Detto questo, in realtà ci sono anche molti altri motivi per cui mi cascano le balle! Ciò che mi colpisce, per esempio, è l’immonda rincorsa a speculare sia economicamente che politicamente su questa crisi che, come sempre avviene, colpirà le fasce più deboli e lascerà tutti gli altri, specie nelle nostre nazioni occidentali, ancora più satolli e pienotti. Di fatto, ricordo molto bene, come, due mesi fa, ancora prima che si andasse in lockdown, alcuni “spiriti nobili” denoartri fossero già in agitazione per i miliardi di miliardi che sarebbe costata tale… crisi; li ricordo intenti a sbraitare urbi et orbi “Al lupo, al lupo!”, alla stregua di tanti pierini coglionazzi, furbi e impenitenti che già si immaginavano a contare il dinero pubblico!

D’altro canto, il popolo bue, il popolo rincoglionito e ben ammaestrato, anche stavolta non ha mancato l’attesa risposta: moo, moo! Mentre il gregge che siamo diventati, gli faceva eco: beheee, behee!
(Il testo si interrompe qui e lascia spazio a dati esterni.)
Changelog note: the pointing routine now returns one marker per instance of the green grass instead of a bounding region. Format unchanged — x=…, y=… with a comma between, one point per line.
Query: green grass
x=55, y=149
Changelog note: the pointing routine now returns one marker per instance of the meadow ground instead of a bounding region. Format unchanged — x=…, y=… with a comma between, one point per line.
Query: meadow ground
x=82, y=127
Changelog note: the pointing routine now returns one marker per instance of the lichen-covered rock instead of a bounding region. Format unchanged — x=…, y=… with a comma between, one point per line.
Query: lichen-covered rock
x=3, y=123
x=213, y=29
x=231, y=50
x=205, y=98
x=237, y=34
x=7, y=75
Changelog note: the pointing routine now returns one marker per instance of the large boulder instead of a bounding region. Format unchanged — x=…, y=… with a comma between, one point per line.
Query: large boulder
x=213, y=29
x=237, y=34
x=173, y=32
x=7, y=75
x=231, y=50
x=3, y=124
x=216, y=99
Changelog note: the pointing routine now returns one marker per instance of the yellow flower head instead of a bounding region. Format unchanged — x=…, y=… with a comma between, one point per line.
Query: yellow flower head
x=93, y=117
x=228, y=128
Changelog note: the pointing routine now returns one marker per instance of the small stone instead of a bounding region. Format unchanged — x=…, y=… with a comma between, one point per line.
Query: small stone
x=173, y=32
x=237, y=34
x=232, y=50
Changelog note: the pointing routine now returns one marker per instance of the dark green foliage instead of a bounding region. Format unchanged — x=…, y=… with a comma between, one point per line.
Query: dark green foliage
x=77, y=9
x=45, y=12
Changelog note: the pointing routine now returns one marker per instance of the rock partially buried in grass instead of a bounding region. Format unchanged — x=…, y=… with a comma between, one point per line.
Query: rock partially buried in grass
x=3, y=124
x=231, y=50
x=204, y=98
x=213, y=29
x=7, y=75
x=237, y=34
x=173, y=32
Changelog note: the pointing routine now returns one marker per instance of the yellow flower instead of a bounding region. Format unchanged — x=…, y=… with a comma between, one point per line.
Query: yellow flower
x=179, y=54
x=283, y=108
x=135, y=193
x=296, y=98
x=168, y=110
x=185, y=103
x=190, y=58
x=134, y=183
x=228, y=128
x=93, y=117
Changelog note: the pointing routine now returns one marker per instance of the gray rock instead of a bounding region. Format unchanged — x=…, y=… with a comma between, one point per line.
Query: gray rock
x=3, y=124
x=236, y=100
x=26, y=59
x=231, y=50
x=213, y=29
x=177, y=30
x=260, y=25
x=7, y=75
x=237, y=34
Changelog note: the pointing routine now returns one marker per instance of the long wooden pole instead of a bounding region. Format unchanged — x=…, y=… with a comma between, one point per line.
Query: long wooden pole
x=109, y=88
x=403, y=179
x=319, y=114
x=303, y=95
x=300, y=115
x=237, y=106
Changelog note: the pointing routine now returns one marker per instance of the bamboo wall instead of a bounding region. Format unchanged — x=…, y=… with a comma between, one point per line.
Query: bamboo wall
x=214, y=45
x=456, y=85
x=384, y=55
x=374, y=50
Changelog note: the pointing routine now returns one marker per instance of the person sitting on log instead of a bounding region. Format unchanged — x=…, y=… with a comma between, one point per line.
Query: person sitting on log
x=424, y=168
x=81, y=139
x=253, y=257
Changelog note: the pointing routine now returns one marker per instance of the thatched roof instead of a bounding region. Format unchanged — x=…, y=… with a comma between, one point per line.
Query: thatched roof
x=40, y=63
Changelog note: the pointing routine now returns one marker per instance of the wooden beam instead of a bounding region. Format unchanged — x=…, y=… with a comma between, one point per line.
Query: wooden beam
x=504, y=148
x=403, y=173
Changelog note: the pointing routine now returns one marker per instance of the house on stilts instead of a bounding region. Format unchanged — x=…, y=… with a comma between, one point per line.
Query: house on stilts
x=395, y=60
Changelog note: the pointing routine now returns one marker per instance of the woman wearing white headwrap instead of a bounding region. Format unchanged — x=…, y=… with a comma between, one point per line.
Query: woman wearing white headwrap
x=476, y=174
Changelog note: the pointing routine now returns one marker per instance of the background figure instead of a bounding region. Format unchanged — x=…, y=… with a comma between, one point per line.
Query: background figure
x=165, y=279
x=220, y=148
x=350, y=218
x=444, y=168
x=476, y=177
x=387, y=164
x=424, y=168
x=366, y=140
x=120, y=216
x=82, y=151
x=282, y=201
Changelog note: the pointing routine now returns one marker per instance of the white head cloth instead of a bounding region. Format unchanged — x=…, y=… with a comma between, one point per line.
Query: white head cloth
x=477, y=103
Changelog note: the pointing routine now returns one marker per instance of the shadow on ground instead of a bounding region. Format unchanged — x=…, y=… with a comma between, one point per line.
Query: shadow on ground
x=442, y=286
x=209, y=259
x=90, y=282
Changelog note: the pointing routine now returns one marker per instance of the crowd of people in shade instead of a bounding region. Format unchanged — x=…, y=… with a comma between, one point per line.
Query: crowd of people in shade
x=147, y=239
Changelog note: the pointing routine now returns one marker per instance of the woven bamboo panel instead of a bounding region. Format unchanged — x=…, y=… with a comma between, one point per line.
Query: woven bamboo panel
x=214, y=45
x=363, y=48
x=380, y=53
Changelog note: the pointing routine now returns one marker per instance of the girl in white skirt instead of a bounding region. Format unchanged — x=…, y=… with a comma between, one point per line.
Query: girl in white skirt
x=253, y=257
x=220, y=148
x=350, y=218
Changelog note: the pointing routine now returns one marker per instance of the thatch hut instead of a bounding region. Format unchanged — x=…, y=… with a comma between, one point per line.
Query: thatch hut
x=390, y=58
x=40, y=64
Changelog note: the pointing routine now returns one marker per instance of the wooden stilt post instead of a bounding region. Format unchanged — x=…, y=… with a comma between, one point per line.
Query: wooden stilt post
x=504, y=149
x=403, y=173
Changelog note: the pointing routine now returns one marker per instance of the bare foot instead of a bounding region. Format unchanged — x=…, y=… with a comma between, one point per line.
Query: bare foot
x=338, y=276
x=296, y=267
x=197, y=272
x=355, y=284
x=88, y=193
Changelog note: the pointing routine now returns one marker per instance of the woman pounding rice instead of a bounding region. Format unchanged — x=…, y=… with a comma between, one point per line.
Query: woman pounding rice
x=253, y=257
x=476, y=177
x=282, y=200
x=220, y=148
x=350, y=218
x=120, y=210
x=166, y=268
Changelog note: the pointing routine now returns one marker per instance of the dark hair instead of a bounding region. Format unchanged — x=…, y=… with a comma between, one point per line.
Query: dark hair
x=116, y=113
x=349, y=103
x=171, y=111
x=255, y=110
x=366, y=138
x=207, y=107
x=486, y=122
Sic!

D’accordo gli impegni di breve periodo delle aziende, d’accordo i problemi economici di quelle piccole relatà produttive che vivono sempre un po’ più di là che di qua dal baratro, ma come è possibile che un mese di chiusura mandi affanculo un intero sistema? A mio avviso non è possibile, non quando il sistema è sano! E non è possibile soprattutto quando si possono usare alcuni ammortizzatori sociali che ci sono ora come ci sono sempre stati nel nostro recente passato pre-pandemia…

Vero è invece che è possibile andare in malora, comunque, quando quel traguardo è decisamente desiato, voluto, dai soliti avvoltoi proni a capitalizzare sulle disgrazie altrui, nonché eternamente dimentichi che se non sarà il Coronavirus sarà qualcos’altro, ma poi il redde-rationem arriverà comunque! Anche per loro!

Ma se sul lato economico siamo alla rovina totale, che dire di quello politico? Del caz… pardon, del “caso italiano” non ne voglio neppure parlare perché ho appena mangiato, ma francamente anche al di là dell’Atlantico lo spettacolo offerto non è stato dei migliori. E per un Trump che taglia i fondi all’OMS, non fanno certo migliore figura i giornalisti della CNN che anziché usare i loro microfoni per dare voce agli ultimi – tantissimi negli opulenti Stati Uniti – li usano per sfrucugliare semanticamente i discorsi del Presidente, con ciò mostrando una mancanza di coscienza civile, di gusto e di rispetto che indigna anche noi leoni da tastiera di norma ansiosi di non mandarla a dire. Ri-sic!

E poi il colmo dei colmi… Un colmo dei colmi che va scritto a chiare lettere per essere pienamente compreso. Come è possibile che sia proprio la classe economico-politica, mediatica, che ci ha portato nel baratro fino ad ora, a farsi credibile task-force (dicono loro) impegnata a preparare il futuro “migliore” che dovrebbe arrivare? Perché, mi domando, se codesti signori hanno fallito una volta, dovrebbero riuscire la prossima?

Diceva Einstein che il primo sintomo di pazzia é il ripetere un esperimento senza cambiarne i parametri ma aspettandosi un risultato diverso… e, se lo diceva lui, c’è da crederci… altro che caccao, pardon colao-meravigliao!